Camellia lucii

Scientific classification
- Kingdom: Plantae
- Clade: Tracheophytes
- Clade: Angiosperms
- Clade: Eudicots
- Clade: Asterids
- Order: Ericales
- Family: Theaceae
- Genus: Camellia
- Species: C. lucii
- Binomial name: Camellia lucii Orel & Curry

= Camellia lucii =

- Genus: Camellia
- Species: lucii
- Authority: Orel & Curry

Species of tree

Camellia lucii is a species of flowering tree in the tea family. Originally native to Vietnam, the species is not known to exist in the wild.

==Discovery==
Camellia lucii was first noticed by scientists in 1999 at a commercial nursery in Hanoi. It was stated that the specimen was collected in the mountains near the city.
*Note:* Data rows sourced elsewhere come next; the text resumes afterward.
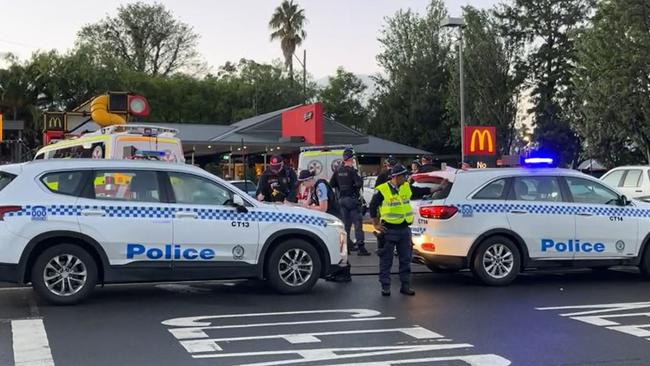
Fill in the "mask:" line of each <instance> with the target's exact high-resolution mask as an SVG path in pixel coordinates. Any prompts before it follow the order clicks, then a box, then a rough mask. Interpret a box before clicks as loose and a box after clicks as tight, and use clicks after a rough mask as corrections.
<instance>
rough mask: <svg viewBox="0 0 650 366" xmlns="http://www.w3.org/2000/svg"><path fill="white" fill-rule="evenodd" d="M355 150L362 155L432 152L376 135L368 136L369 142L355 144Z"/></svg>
mask: <svg viewBox="0 0 650 366" xmlns="http://www.w3.org/2000/svg"><path fill="white" fill-rule="evenodd" d="M354 151H355V152H356V153H357V154H360V155H402V156H404V155H408V156H417V155H425V154H431V153H430V152H428V151H424V150H420V149H416V148H414V147H410V146H406V145H402V144H400V143H397V142H393V141H389V140H384V139H382V138H379V137H375V136H370V135H369V136H368V143H366V144H360V145H354Z"/></svg>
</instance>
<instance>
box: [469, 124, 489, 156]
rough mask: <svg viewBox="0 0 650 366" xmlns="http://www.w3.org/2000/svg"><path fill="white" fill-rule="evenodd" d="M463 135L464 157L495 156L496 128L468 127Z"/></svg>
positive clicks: (471, 126)
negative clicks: (490, 155) (464, 155)
mask: <svg viewBox="0 0 650 366" xmlns="http://www.w3.org/2000/svg"><path fill="white" fill-rule="evenodd" d="M463 134H464V137H465V141H464V142H465V143H464V145H465V146H463V149H464V150H465V155H496V145H497V139H496V127H494V126H468V127H465V131H463Z"/></svg>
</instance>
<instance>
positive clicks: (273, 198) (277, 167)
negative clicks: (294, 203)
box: [255, 155, 298, 202]
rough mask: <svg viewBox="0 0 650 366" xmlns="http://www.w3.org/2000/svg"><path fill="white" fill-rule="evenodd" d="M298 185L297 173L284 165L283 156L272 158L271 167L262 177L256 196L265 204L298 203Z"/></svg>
mask: <svg viewBox="0 0 650 366" xmlns="http://www.w3.org/2000/svg"><path fill="white" fill-rule="evenodd" d="M297 183H298V178H297V176H296V172H295V171H294V170H293V169H291V167H288V166H285V165H284V160H283V159H282V156H278V155H276V156H272V157H271V161H270V162H269V167H268V168H266V170H265V171H264V173H262V175H261V176H260V181H259V183H258V184H257V192H256V193H255V196H256V197H257V200H258V201H264V202H284V201H289V202H296V201H297V200H296V188H297Z"/></svg>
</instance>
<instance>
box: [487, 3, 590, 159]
mask: <svg viewBox="0 0 650 366" xmlns="http://www.w3.org/2000/svg"><path fill="white" fill-rule="evenodd" d="M593 2H594V0H513V1H512V4H510V5H505V6H503V7H502V8H501V10H500V11H499V16H500V17H501V19H502V21H503V30H504V33H505V34H507V35H508V36H509V37H512V38H513V39H519V40H521V41H523V42H525V43H526V44H527V48H528V49H529V52H528V55H527V57H526V58H525V59H523V60H522V62H521V63H520V64H519V65H518V68H519V70H522V71H524V72H525V73H526V74H527V75H528V83H529V86H530V87H532V97H533V102H534V104H535V107H534V108H533V110H532V112H533V113H534V114H535V130H534V138H535V141H536V143H537V145H538V146H539V149H540V150H548V151H553V152H555V153H557V154H559V157H560V160H561V161H562V162H563V163H564V164H570V163H571V162H573V161H574V160H575V159H576V157H577V154H578V152H579V149H580V144H579V140H578V138H577V136H576V134H575V132H574V131H573V130H572V129H571V126H570V124H569V120H570V117H571V113H570V111H569V108H568V106H569V105H570V103H571V100H572V98H573V93H572V91H573V89H572V88H571V75H572V73H573V71H574V67H575V60H576V50H575V46H574V42H575V35H576V34H577V32H576V31H577V30H579V29H580V28H582V27H583V26H584V25H585V23H586V21H587V17H588V14H589V12H590V11H591V9H592V6H593Z"/></svg>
In 2001, cuttings were taken from the specimen and grafted onto Camellia amplexicaulis rootstocks in Kulnura, Australia. Additional plants were propagated, and in 2015 the species was formally described. The species epithet is named for André Luc, an expert in Camellia.

==Description==
C. lucii is a small, flowering tree that strongly resembles C. amplexicaulis, but has white flowers. It can also be distinguished from C. amplexicaulis by the shape of the flowers, styles, and fruit, as well as by the surface of mature leaves.